Dumuzi was taken captive in Uruk.
He will no longer bathe in Eridu.
He will no longer soap himself at the holy shrine. . .
He will no longer perform his sweet task among the maidens of the city.”1
Evidently his “job” was not only to satisfy Inanna’s lusty appetite. He also was charged with initiating young girls into the mysteries of sex.
Here is Dumuzi’s mother Sirtur mourning the death of her son:
“The ewe gives up her lamb.
The goat gives up her kid.
My heart plays the reed pipe of mourning.
I would go to him,
I would see my child.”
The mother walked to the desolate place.
Sirtur walked to where Dumuzi lay.
She looked at the slain wild bull.
She looked into his face. She said:
“My child, the face is yours.
The spirit has fled.”
There is mourning in the house.
There is grief in the inner chambers.2
For me, this is one of the more evocative passages in the poem – a pre-Christian pieta in which a mother beholds her dead son. But it wasn’t till after I had made the print that I connected Dumuzi with the crucified Christ (also a “Good Shepherd”). During the design process, I was thinking about Sirtur’s pain. She knows that sheep and goats give up their young as part of the natural order of husbandry, but her son was grown – a wild bull cut down in his prime. She looks at his bruised, dead face, one eye swollen closed, and retreats to the “inner chambers” of her house. Her grief strikes me as wise.

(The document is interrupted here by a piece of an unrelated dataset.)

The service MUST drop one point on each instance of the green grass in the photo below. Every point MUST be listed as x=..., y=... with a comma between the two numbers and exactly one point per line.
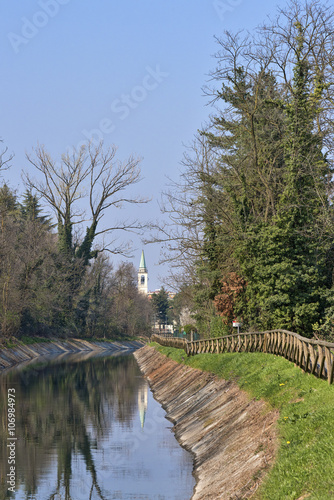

As for Inanna, she has forgotten her quarrel with Dumuzi. She feels no guilt for having caused his death. She remembers only the early bliss of their marriage. “Gone is my husband, my sweet husband,” she cries. “Gone is my love, my sweet love.”
My beloved has been taken from the city.
O, you flies of the steppe,
My beloved bridegroom has been taken from me
Before I could wrap him with a proper shroud. . .
I ask the hills and valleys:
‘Where is my husband?’
I say to them:
‘I can no longer bring him food.
I can no longer serve him drink.’
The jackal lies down in his bed.
The raven dwells in his sheepfold.
You ask me about his reed pipe?
The wind must play it for him.
You ask me about his sweet songs?
The wind must them for him.’”3
For my print, I imagined Inanna mourning in Mesopotamian fashion: she has shorn off her abundant hair and clawed at her face with her nails. I don’t know if a Sumerian woman in mourning would have worn jewelry. Nonetheless, I couldn’t resist borrowing some for Inanna – a carnelian-lapis cuff and a gold wreath excavated from Queen Pubai’s tomb in Ur.
At first reading, Inanna’s lament puzzled me. Why was she distressed about Dumuzi’s food and drink? It seemed out of character: the warrior-goddess as a nurturing “little woman”? But after some googling, I learned that food and drink were a significant part of Sumerian funeral rites. Dumuzi should have been buried in a royal tomb with a generous supply of food and drink, as well as his reed pipe and other possessions to enjoy in the Underworld. To care for his needs, a retinue of servants and fellow musicians might have been sacrificed and buried with him.4
As it was, however, only ravens and jackals lay beside his dead body. Inanna worried that without a proper funeral, Dumuzi’s spirit would return as an angry, hungry ghost to wreak havoc on her lands. Fortunately, a “holy fly” saved the day. It buzzed insistently around Inanna’s head and inquired: “If I tell you where Dumuzi is, what will you give me?”
“If you tell me,
I will let you frequent the beer-houses and taverns.
I will let you dwell among the talk of the wise ones.
I will let you dwell among the songs of the minstrels.”5
So the fly was persuaded. It revealed where Dumuzi lay and, accompanied by his beloved sister Geshtinanna, Inanna set out to find him.
1 Wokstein and Kramer, Inanna, Queen of Heaven and Earth, Harper Row, 1983, p. 85
2 Ibid. p. 87
3 Ibid. p.86
4 In the tombs at Ur, excavated in the 1920s by British archaeologist Sir Leonard Woolley, 73 bodies of ritually sacrificed “attendants” were found with the remains of royal individuals.